Simon Madugula Literature Review Samples
One of such techniques is the use of a very small size but very fast memory known as the Cache memory which is often located on the CPU for faster access. Cache memory is useful in accessing data that is used regularly. For instance, web browsers store local copies of web pages in order to make the webpage load faster when it is accessed again since the information is fetched from the local computer. Similarly, CPU memory cache also stores some information, although very small compared to a RAM, for faster data access.
The discussion of Cache Memory will not be complete without bringing up the process involved in the running of a software program by a PC.
When a program is launched, it is loaded from the PC hard drive into the RAM and the CPU loads the program from RAM through a memory controller. This program cannot be loaded directly from the hard drive by the CPU. Assuming a 64-bit CPU running at 2 GHz, the data transfer rate is about 16GB/s. A DDR2 RAM transferring data at 6.4GB/s cannot match up the speed of the data transfer rate of the CPU hypothesized above. The bottom line is that RAM is not as fast as the CPU in fetching data. The CPU thus has to wait for the RAM for the data it needs for execution. This latency is what Cache memory reduces.

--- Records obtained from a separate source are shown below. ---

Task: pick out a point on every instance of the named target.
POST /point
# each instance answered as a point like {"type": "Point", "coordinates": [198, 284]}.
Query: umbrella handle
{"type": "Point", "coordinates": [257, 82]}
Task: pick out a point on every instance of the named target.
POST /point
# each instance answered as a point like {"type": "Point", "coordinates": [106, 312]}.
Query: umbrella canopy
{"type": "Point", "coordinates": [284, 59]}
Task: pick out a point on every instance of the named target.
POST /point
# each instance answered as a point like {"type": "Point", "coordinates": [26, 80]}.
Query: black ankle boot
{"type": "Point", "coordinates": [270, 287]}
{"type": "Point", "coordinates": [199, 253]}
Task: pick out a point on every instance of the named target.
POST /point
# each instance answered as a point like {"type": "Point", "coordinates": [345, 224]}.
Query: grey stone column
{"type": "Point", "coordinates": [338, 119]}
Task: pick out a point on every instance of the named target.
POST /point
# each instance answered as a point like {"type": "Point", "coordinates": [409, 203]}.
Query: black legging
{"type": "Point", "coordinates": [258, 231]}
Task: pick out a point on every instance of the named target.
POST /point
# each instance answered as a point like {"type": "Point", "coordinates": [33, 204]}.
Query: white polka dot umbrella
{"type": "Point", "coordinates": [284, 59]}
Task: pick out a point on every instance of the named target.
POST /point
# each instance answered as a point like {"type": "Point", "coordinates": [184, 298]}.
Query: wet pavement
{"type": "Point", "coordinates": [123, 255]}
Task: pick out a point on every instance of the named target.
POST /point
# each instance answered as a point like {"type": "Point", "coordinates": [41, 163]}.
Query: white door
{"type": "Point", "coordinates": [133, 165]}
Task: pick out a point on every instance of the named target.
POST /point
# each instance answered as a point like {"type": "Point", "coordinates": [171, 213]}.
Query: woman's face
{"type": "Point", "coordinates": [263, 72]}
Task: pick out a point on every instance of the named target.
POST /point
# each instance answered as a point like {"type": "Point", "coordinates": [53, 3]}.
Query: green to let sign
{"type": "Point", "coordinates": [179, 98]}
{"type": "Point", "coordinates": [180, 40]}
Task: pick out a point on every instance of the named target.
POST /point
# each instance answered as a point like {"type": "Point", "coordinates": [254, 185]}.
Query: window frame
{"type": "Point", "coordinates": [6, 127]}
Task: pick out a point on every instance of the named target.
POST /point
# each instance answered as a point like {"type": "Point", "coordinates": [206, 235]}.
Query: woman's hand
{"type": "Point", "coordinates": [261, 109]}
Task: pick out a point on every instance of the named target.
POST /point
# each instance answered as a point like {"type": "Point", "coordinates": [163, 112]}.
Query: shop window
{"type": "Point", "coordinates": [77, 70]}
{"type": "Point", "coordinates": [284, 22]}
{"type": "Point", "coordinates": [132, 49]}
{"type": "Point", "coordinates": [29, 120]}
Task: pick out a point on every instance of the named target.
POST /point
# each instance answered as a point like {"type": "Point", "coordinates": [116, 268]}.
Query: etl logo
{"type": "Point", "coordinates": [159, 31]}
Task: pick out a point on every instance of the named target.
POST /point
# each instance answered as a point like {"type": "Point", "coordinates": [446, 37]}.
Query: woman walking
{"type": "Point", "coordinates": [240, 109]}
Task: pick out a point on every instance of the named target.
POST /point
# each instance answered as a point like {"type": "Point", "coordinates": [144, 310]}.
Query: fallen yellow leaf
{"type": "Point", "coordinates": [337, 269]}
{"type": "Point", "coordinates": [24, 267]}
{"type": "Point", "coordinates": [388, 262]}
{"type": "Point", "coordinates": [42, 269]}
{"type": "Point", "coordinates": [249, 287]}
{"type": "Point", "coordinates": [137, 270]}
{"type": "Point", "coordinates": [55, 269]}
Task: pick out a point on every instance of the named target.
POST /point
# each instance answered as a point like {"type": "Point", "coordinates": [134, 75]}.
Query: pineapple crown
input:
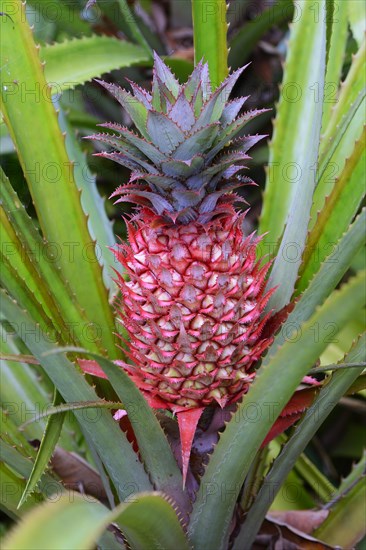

The Cache memory is located close to the processor, between the processor and the RAM to store data that is to be accessed by the processor for faster data retrieval by the processor. The CPU can access the cache in a single processor clock cycle compared to the multiple processor clock cycles required for RAM access.
Despite the size of a cache being very small compared to the size of RAM, the cache gives the overall effect of a faster computer. This is due to the way and manner data is stored in the cache. How does the computer maximize the use of the very small size of the cache memory? This is answered in the next section.
Locality of Reference
The principle of locality of reference points to the fact that computer programs to not reference memory locations at random but rather to specific areas of the memory. Programs often contain looping structures that perform particular operations on a set of data over-and-over again and so reference the same data set multiple times. Likewise, most of the data structures used in programs such as Arrays, Lists, and Stacks etc. use contiguous memory space for storage. It is based on this principle that data is stored in the Cache to facilitate faster access by the CPU. The operation of a cache is based on this principle of locality of reference. There are three aspects of locality of reference: Temporal locality, spatial locality and Sequential locality of reference.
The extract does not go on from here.